Chirality effects are well documented in different biological functions, but examples in soft materials physics are lesser known. This paper reports a significant chirality effect on modulating ferroelectricity in hydrogen-bonded supramolecular assemblies of two acceptor (A)–donor (D)–acceptor (A)-type conjugated molecules, namely, AD2A-C and AD2A. Both molecules contain the same naphthalimide–bithiophene–naphthalimide conjugated chromophore, symmetrically functionalized with two substituted benzamide wedges with either a chiral (AD2A-C) or achiral (AD2A) peripheral alkyl chain. They exhibit self-assembly in a hydrocarbon solvent methylcyclohexane (MCH), driven by H-bonding among the amide groups and aromatic stacking of the conjugated chromophore. Despite showing similar entangled fibrillar morphology, ultraviolet–visible (UV–vis) and Fourier transform infrared spectroscopy (FT-IR) spectra of the aggregated samples indicate a significant difference in the internal order of the self-assembled AD2A-C and AD2A. The CD spectra and microscopy images confirm helical assembly for the chiral derivative.
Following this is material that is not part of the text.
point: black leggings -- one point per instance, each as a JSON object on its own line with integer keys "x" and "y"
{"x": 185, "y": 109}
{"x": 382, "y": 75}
In the mixed samples of AD2A-C + AD2A, chirality induction followed a "sergeant and soldiers" principle. The chiral AD2A-C exhibits stable ferroelectricity with a Curie temperature of 361 K and a saturation polarization of ∼2 μC cm–2, while the achiral AD2A lacks any notable ferroelectricity. The retained ferroelectricity in the mixed samples and the polarization tunability through chirality induction support their direct correlation and are key observations for predicting the future soft ferroelectric low-power electronic systems.